Beauty and the Beast movie review (2017)
The familiar basics of the plot are the same as Maurice, Belle’s father (Kevin Kline, whose sharp skills as a farceur are barely employed), is imprisoned by the Beast inside his forbidding castle for plucking a rose from his garden and Belle eventually offers to take her papa’s place. Meanwhile, the enchanted household objects conspire to cause the odd couple to fall for each other and break the spell that allows both them and their master to return to human form again.
There are efforts by screenwriters by Stephen Chbosky (“The Perks of Being a Wallflower”) and Evan Spiliotopoulos (“The Huntsman: Winter’s War”) to provide emotional links between Belle and her Beast involving their mutual absent mothers that don’t add much substance. And, in an ineffectual attempt to embolden her feminist cred, Belle invents a primitive version of a washing machine. Such additions don’t hold a candelabra to tried and true sequences as when the Beast, in a wooing mood, reveals his vast library of books to Belle. One can only describe the reaction on Watson’s face as she takes in this leather-bound orgy of reading material as a biblio-gasm.
That is not to say there isn’t much to admire, especially with director Bill Condon’s dedication to injecting the lushness and scope of tune-filled spectacles of yore into the world of IMAX 3-D. His resume, which includes penning the adapted screenplay for “Chicago” and calling the shots behind the camera for “Dreamgirls” and the final two FX-propelled “Twilight” films, shows he knows his way around both musicals and special effects. Watson might be at her best right out of the gate while performing the song “Belle,” which begins with her bemoaning her provincial existence in a small town and ends with her singing on high amid lush green hilltops dotted with yellow wild flowers while channeling Maria in “The Sound of Music.” That the camera lingers upon the freckles on her pert nose is an added bonus.
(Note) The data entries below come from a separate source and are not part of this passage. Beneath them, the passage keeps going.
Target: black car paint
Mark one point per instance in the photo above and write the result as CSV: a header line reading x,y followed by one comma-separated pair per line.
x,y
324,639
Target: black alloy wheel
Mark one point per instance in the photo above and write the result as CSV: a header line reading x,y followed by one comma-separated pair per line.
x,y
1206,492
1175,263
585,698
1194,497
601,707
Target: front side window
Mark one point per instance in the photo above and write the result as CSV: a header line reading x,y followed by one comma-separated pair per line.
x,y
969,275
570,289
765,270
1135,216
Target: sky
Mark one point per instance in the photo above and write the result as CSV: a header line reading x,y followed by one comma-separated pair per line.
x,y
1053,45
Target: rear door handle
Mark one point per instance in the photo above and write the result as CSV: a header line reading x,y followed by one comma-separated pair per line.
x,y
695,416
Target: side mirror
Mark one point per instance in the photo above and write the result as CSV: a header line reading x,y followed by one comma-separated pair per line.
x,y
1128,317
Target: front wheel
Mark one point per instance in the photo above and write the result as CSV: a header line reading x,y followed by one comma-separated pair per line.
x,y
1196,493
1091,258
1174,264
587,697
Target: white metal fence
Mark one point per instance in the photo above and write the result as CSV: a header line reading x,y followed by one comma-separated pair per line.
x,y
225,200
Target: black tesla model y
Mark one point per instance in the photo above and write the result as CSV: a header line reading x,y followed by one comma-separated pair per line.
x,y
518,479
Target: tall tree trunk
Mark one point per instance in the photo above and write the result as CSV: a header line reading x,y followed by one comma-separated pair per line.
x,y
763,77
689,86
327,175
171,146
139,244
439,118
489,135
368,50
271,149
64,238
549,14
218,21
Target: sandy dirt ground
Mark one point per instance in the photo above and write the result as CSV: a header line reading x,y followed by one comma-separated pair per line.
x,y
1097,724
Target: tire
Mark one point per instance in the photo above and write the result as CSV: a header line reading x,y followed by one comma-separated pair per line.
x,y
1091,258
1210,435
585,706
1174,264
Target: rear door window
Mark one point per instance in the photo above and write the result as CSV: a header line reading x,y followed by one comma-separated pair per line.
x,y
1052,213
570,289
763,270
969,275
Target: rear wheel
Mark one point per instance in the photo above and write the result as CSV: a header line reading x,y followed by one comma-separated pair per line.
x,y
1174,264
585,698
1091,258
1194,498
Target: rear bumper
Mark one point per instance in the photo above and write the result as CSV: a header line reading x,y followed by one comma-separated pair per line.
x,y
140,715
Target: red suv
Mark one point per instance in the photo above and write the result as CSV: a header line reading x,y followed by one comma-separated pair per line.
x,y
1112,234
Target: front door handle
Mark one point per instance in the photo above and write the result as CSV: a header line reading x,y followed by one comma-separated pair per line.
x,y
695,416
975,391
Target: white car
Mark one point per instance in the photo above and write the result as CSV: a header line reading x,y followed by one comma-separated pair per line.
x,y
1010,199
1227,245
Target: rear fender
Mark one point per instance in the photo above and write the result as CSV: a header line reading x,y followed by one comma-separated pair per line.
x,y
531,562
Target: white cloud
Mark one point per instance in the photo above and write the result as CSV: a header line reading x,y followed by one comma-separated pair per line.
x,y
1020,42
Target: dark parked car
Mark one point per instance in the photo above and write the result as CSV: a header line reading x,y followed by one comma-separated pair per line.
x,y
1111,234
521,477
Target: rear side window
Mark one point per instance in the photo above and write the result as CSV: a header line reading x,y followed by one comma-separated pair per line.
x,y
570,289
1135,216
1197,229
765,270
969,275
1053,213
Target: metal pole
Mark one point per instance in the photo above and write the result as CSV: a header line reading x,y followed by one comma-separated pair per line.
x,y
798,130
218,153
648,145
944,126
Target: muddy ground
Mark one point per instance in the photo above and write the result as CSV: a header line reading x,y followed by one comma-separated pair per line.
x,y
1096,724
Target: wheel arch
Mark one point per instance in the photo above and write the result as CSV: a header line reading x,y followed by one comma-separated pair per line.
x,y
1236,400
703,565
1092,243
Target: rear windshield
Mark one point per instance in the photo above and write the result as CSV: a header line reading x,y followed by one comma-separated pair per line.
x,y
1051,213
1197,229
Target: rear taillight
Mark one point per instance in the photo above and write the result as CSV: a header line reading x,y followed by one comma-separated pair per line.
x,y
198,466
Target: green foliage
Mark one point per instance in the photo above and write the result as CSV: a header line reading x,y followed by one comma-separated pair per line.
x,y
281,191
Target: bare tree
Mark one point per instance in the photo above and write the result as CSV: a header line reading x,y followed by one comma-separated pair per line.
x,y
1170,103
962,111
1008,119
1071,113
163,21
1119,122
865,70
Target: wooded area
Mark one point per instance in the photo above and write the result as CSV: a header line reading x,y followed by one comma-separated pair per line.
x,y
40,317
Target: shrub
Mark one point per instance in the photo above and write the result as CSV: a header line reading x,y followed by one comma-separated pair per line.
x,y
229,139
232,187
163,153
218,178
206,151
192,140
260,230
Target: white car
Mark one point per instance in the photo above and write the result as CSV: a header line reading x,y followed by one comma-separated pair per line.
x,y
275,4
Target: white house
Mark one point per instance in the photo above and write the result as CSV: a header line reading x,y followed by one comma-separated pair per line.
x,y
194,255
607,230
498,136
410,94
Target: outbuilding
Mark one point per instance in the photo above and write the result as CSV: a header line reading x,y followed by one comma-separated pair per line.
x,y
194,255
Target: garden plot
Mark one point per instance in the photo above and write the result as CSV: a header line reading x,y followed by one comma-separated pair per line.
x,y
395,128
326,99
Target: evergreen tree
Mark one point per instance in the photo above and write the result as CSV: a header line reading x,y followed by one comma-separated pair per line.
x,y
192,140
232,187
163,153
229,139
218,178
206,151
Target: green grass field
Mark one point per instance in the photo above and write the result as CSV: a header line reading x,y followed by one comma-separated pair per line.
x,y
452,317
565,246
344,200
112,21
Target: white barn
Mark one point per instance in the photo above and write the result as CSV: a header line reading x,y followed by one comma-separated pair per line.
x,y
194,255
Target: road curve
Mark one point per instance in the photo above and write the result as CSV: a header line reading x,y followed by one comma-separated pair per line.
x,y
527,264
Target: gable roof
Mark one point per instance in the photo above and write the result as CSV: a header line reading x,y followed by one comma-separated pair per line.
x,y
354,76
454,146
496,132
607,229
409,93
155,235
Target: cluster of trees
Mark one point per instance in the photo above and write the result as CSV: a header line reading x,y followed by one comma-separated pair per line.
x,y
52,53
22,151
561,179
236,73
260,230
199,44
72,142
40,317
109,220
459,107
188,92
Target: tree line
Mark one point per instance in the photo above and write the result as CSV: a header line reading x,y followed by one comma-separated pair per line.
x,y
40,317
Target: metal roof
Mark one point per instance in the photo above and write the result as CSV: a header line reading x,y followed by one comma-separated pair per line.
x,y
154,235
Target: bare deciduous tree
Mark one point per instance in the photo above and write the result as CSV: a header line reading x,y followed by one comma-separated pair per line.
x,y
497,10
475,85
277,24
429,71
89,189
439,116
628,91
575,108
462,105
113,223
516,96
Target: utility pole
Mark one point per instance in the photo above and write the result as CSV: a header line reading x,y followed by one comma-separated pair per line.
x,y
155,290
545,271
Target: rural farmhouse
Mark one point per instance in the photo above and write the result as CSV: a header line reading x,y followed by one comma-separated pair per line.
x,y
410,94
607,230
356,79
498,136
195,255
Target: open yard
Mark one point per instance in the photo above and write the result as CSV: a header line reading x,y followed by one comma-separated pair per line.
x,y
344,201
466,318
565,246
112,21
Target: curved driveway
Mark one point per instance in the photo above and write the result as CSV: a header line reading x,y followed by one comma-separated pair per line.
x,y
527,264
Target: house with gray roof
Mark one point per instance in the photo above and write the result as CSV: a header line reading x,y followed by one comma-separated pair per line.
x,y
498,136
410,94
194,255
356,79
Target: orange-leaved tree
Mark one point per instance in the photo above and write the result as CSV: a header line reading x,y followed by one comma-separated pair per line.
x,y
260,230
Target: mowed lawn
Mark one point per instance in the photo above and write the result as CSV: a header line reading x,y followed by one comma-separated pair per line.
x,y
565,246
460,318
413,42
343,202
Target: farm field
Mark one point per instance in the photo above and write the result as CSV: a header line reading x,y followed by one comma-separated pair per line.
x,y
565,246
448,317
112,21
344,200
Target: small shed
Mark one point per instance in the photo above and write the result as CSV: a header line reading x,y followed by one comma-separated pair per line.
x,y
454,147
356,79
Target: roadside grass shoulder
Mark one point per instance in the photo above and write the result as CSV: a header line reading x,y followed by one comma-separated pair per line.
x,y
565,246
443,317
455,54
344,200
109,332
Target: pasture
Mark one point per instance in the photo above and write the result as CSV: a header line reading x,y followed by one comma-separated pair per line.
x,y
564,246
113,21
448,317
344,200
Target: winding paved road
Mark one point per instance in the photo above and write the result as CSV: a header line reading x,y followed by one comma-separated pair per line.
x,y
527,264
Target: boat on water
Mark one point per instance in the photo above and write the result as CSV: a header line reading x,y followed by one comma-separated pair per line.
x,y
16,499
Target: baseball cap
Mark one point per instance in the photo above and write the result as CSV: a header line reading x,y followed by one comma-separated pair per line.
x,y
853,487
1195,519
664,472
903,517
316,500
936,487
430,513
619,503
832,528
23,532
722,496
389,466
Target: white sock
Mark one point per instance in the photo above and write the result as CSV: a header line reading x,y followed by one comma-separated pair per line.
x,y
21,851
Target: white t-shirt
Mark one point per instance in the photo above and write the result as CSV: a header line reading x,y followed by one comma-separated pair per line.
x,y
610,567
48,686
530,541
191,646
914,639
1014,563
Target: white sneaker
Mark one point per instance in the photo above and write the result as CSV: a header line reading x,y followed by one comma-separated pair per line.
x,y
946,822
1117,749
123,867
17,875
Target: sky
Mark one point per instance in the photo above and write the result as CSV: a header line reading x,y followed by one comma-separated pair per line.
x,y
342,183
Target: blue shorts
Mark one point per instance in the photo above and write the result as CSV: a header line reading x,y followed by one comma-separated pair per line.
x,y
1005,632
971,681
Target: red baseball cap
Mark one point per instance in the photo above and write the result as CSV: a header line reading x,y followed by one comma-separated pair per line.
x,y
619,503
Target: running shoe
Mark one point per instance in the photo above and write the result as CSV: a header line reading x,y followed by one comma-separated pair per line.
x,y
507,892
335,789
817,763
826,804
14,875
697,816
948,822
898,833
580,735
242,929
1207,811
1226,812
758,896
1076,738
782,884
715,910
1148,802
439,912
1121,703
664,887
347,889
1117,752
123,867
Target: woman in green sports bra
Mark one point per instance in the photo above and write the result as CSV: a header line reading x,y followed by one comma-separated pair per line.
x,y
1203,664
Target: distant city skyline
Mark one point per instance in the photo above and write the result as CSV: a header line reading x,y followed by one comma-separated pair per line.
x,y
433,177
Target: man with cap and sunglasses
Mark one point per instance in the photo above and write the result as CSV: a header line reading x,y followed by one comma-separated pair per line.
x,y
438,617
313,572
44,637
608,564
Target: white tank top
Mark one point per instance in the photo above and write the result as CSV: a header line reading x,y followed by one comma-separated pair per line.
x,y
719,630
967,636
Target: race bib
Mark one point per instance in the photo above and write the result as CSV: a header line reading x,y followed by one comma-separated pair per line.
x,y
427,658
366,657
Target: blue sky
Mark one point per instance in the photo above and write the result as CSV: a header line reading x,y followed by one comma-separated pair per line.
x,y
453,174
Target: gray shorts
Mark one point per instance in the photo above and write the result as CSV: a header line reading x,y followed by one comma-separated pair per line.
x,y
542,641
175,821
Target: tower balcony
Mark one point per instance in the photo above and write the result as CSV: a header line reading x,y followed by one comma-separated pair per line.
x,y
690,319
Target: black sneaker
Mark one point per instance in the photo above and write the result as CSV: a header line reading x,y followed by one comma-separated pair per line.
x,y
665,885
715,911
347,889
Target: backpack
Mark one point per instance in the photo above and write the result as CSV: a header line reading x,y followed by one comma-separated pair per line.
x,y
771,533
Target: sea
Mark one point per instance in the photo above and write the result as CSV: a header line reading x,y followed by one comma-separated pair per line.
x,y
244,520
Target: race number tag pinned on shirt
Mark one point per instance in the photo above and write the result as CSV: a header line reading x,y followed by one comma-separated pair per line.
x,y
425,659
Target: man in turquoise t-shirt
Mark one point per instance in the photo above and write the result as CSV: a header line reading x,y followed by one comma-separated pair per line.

Alas, once she is ensconced in the massive gothic castle, Watson is more reactive than pro-active as her slightness causes her to be swallowed up by the ornate scenery and upstaged by the chatty servants in the guise of furniture and knickknacks. I was a little nervous about how the voice cast including Ewan McGregor as the urbane French-accented candle man Lumiere and Ian McKellen as the chubby nervous mantel clock Cogsworth would fare. But they all do a bang-up job with the stand-out number “Be Our Guest,” the so-called “culinary cabaret” where plates, platters and utensils turn into performers in a Busby Berkeley-style spectacular. Condon wisely takes the choreography to the next level with nods to everything from “West Side Story” and “Les Miserables.” Meanwhile, Gad and Evans—both musical theater veterans—pull off the humorous pub number “Gaston” with playful aplomb.